Kisah Nyata Gamat dari Majalah Trubus
Buah apel jatuh tak jauh dari pohonnya. Pepatah itu berlaku bagi istirochah. Dua puluh tahun lampau sang bunda, maemunah, mengembuskan napas terakhir gara-gara kanker payudara. Kanker serupa menyambangi dirinya, istirochah divonis mengidap kanker payudara stadium III-B.
Ajal pun seakan di pelupuk mata. Kejadian berawal pada 2004. Saat itu Ismet yang baru saja menikahi Isti-panggilan akrab Istirochah-mendapati benjolan dengan diameter 5 cm di payudara kiri sang istri tercinta. Benjolan tersebut menurut penuturan Isti sudah ada sejak beberapa tahun sebelumnya. Kaget, Ismet pun segera membawa Isti ke dokter. Warga Semarang Timur itu menolak, mafhum trauma kehilangan sang bunda akibat kanker payudara masih membekas kuat dalam ingatannya.

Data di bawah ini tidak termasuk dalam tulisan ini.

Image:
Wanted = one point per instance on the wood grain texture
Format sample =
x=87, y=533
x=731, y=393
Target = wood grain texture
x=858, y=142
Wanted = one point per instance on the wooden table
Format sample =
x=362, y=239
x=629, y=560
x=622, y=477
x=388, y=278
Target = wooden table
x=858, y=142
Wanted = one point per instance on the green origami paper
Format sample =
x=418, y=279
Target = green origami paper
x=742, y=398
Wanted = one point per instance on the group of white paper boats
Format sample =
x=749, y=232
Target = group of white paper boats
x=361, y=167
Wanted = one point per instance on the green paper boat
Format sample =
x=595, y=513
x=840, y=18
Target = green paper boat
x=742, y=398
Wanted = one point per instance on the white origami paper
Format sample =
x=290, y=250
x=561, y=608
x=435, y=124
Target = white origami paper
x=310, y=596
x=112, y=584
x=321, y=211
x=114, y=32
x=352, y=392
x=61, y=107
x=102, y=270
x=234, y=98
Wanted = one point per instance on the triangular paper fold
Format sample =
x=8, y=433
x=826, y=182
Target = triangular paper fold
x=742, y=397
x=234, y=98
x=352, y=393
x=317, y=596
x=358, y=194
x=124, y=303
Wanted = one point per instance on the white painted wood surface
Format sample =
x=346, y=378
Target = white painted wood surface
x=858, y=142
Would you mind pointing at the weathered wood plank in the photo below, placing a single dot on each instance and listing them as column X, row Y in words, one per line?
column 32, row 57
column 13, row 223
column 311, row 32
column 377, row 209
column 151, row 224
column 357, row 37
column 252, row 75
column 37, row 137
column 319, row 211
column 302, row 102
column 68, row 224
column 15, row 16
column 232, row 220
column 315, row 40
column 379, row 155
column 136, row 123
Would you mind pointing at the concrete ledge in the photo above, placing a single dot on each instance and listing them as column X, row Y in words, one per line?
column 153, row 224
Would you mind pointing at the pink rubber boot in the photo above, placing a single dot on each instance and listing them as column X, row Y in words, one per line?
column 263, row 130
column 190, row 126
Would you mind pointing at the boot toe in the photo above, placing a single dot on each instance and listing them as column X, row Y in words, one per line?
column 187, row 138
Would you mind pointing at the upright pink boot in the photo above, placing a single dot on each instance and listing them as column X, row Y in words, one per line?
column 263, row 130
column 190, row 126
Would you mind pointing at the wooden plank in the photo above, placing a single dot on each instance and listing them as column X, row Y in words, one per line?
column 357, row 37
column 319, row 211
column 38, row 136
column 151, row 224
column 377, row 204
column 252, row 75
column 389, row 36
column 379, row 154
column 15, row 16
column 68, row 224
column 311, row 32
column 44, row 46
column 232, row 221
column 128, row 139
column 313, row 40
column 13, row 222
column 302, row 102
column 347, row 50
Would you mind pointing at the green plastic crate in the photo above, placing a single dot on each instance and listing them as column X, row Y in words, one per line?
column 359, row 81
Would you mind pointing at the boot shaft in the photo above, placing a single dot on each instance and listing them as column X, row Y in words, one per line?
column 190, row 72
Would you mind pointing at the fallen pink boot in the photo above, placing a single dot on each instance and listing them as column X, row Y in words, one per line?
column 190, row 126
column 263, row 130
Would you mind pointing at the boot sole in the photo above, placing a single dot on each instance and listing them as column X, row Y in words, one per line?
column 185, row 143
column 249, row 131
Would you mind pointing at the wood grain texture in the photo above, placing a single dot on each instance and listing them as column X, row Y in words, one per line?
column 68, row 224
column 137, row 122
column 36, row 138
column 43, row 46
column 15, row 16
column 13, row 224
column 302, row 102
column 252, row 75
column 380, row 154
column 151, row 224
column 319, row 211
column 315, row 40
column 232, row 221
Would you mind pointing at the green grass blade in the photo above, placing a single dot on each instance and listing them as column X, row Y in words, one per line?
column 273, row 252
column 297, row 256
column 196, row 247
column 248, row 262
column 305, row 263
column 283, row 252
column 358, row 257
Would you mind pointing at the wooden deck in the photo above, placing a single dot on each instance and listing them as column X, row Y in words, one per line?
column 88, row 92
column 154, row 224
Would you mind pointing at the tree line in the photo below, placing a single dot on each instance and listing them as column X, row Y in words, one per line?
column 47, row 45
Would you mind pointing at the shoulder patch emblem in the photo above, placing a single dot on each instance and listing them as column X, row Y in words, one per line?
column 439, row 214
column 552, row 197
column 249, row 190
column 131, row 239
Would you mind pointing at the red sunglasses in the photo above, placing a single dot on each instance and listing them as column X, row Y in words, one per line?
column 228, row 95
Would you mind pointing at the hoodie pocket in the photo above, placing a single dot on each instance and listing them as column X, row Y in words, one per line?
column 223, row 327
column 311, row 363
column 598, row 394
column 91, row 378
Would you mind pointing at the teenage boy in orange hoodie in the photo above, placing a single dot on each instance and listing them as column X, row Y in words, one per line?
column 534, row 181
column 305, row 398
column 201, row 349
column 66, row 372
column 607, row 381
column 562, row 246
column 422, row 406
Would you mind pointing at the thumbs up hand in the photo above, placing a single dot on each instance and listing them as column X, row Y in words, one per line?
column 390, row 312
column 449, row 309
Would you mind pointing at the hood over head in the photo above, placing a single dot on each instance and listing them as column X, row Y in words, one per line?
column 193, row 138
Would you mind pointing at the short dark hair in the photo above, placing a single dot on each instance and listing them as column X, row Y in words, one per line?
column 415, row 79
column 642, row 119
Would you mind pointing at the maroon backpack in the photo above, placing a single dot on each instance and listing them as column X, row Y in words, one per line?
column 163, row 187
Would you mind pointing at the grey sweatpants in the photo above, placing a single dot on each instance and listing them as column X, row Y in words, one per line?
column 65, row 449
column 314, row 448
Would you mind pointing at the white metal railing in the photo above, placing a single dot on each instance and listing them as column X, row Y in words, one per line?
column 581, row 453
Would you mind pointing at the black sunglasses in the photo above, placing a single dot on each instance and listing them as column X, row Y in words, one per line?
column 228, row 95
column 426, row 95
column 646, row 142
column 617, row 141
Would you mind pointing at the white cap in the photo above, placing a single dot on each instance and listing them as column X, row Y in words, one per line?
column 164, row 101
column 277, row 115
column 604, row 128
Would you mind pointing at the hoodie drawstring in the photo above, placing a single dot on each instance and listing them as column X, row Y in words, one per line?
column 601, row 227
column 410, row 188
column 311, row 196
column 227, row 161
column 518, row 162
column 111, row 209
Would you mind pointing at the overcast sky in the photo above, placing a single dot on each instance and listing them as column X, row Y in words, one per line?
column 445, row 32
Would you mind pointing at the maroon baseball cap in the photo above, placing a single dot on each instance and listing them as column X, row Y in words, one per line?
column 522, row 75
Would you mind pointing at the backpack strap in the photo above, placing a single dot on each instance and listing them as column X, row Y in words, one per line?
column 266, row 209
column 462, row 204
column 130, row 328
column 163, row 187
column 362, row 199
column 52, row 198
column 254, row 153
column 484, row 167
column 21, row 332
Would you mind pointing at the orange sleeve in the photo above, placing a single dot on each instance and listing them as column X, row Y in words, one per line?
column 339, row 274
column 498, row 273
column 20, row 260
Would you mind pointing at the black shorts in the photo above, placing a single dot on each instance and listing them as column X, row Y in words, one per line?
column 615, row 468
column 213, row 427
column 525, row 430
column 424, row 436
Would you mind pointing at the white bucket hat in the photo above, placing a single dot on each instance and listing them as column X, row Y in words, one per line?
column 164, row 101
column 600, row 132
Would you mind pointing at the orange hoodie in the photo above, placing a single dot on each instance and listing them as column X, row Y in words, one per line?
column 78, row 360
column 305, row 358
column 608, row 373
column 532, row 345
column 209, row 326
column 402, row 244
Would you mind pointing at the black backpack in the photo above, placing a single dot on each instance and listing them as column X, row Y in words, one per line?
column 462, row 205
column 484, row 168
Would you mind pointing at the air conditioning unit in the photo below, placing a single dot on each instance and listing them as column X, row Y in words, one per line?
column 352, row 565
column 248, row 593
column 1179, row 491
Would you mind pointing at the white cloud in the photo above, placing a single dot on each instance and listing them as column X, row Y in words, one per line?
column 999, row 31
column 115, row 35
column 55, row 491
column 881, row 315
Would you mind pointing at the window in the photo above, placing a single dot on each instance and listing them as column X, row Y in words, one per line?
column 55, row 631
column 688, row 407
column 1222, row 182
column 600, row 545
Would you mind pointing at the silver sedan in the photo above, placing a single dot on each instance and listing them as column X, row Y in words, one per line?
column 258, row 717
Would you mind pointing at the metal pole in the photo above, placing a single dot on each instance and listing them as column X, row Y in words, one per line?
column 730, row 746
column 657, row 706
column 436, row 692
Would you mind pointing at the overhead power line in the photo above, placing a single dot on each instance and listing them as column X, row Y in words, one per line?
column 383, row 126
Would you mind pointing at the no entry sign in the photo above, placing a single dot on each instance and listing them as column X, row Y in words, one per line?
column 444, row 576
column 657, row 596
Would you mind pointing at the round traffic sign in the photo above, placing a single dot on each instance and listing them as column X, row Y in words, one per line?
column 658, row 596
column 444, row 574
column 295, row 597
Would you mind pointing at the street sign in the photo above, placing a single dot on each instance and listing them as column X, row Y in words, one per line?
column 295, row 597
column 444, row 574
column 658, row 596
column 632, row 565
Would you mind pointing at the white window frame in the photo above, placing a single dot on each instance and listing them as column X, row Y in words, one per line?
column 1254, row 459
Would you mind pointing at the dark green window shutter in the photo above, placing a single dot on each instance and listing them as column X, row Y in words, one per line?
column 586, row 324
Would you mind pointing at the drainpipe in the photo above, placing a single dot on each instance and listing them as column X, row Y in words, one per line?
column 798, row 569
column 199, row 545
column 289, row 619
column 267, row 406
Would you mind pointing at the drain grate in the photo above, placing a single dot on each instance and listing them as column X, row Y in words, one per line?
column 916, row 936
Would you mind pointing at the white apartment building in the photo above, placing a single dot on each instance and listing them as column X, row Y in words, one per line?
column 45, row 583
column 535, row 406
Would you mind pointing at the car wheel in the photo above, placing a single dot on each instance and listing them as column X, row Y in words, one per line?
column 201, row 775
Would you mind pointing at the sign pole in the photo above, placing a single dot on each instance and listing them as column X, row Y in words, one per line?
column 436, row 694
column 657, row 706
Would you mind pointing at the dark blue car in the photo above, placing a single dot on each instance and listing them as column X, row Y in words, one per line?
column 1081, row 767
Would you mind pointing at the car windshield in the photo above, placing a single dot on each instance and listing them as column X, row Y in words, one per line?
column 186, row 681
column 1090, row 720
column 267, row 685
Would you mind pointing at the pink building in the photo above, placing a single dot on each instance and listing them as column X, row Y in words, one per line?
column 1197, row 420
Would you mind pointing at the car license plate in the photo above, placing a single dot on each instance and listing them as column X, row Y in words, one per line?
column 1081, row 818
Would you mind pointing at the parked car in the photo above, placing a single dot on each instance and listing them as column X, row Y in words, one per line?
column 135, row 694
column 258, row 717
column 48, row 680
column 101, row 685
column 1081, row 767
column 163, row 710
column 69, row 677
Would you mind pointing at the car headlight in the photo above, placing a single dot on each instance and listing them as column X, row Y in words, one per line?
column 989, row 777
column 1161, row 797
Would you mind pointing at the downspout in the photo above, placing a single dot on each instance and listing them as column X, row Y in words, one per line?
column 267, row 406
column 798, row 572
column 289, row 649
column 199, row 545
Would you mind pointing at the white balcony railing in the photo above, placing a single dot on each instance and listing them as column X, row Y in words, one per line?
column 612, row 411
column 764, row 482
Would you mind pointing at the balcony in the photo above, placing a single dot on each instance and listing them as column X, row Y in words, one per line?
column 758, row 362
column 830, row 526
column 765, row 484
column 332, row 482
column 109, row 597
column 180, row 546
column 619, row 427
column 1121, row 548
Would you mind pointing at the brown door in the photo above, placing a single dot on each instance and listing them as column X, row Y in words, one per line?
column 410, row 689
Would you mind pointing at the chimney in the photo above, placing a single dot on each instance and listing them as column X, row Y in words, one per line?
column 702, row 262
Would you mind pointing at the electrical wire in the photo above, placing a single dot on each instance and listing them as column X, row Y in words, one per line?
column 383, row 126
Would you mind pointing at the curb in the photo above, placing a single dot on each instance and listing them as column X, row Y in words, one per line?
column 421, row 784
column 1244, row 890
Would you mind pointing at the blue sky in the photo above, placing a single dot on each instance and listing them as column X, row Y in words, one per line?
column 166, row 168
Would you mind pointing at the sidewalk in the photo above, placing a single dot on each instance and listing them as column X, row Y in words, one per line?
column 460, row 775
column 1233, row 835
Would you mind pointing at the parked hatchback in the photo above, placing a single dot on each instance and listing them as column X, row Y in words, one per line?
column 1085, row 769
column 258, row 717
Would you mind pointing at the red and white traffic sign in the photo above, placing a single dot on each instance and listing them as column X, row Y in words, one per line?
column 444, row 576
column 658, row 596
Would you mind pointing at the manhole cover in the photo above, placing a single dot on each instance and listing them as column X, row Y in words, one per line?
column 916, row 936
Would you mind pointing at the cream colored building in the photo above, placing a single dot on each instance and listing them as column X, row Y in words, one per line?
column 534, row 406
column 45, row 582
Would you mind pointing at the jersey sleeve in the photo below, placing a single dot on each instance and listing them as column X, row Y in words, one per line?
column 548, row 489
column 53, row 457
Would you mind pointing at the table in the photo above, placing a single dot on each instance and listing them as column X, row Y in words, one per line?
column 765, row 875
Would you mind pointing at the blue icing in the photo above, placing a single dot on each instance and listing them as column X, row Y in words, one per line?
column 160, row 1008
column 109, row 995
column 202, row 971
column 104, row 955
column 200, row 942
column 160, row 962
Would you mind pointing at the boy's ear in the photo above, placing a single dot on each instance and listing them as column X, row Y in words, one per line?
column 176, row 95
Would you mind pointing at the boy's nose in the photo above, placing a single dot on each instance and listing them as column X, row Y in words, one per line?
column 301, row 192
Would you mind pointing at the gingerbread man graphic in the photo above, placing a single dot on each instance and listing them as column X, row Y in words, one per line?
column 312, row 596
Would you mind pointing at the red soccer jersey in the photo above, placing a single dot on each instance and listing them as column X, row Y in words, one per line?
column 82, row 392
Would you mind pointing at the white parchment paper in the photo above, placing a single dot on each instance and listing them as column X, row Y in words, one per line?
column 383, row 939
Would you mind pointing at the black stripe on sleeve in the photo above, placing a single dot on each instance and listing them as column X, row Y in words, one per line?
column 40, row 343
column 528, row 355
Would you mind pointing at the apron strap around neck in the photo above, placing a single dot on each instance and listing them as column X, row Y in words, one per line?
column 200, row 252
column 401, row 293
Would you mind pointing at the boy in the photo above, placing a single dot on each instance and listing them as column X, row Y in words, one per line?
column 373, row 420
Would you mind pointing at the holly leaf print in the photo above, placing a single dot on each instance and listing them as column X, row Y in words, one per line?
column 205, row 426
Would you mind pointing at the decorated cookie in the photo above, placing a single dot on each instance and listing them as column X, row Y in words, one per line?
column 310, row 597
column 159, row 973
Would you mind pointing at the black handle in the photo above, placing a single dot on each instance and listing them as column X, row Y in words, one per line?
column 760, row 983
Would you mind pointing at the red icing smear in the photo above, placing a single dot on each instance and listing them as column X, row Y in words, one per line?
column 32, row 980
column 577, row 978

Ketakutan itu membuat ia hanya bisa pasrah. ‘Mendengar kata dokter saja ia takut,’ tutur Ismet. Ismet pun lantas memberikan pengobatan herbal china pada sang istri, berupa godogan serta kapsul yang rutin dikonsumsi 3 kali sehari. Selang 4 tahun benjolan itu mengempis menjadi 2-3 cm. Ismet merogoh kocek hingga keluar Rp15-juta untuk pengobatan itu. Toh, ternyata tidak memberi kesembuhan. Memasuki 2008, rasa sakit malah pindah ke payudara kanan serasa ditusuk jarum diiringi rasa panas menyengat. Puncaknya pada Februari 2009, payudara kanan Isti pecah dan menyisakan dua lubang selebar 10 cm dan dalam 10 cm. Pinggiran lubang menghitam dan bau busuk pun menguar.
Bech de mer
Menyaksikan kondisi istri tercinta yang merana, Ismet memaksa Isti kembali memeriksakan diri ke dokter. Hasilnya: Isti positif kanker payudara stadium IIIB. Ia pun lantas menjalani kemoterapi seminggu sekali dan mengkonsumsi obat-obatan yang diberikan dokter. Namun, bukan kesembuhan yang didapat, malah efek samping kemoterapi mulai terlihat: rambut rontok dan nafsu makan hilang. Selain itu kesulitan tidur pun makin menjadi. Tak heran kondisi fisik Isti anjlok dan hanya mampu terbaring pasrah di tempat tidur.
Dalam kepasrahan, secercah harapan muncul. Tetangganya, Ani Widianingsih, yang prihatin menyaksikan kondisi Isti menyarankan konsumi gamat. Isti menurut, dosis ekstrak teripang 3 kali 2 sendok makan per hari rutin dikonsumsi dan tambahan 1 sendok makan setiap jam. Selain itu ia mengasup spriulina 2 kali 5 tablet per hari. Berkat obat-obatan berbahan baku dari samudera inilah Isti bisa tidur nyenyak. ‘Padahal baru 4 hari minum, tapi kondisi tubuh membaik,’ ungkap Isti.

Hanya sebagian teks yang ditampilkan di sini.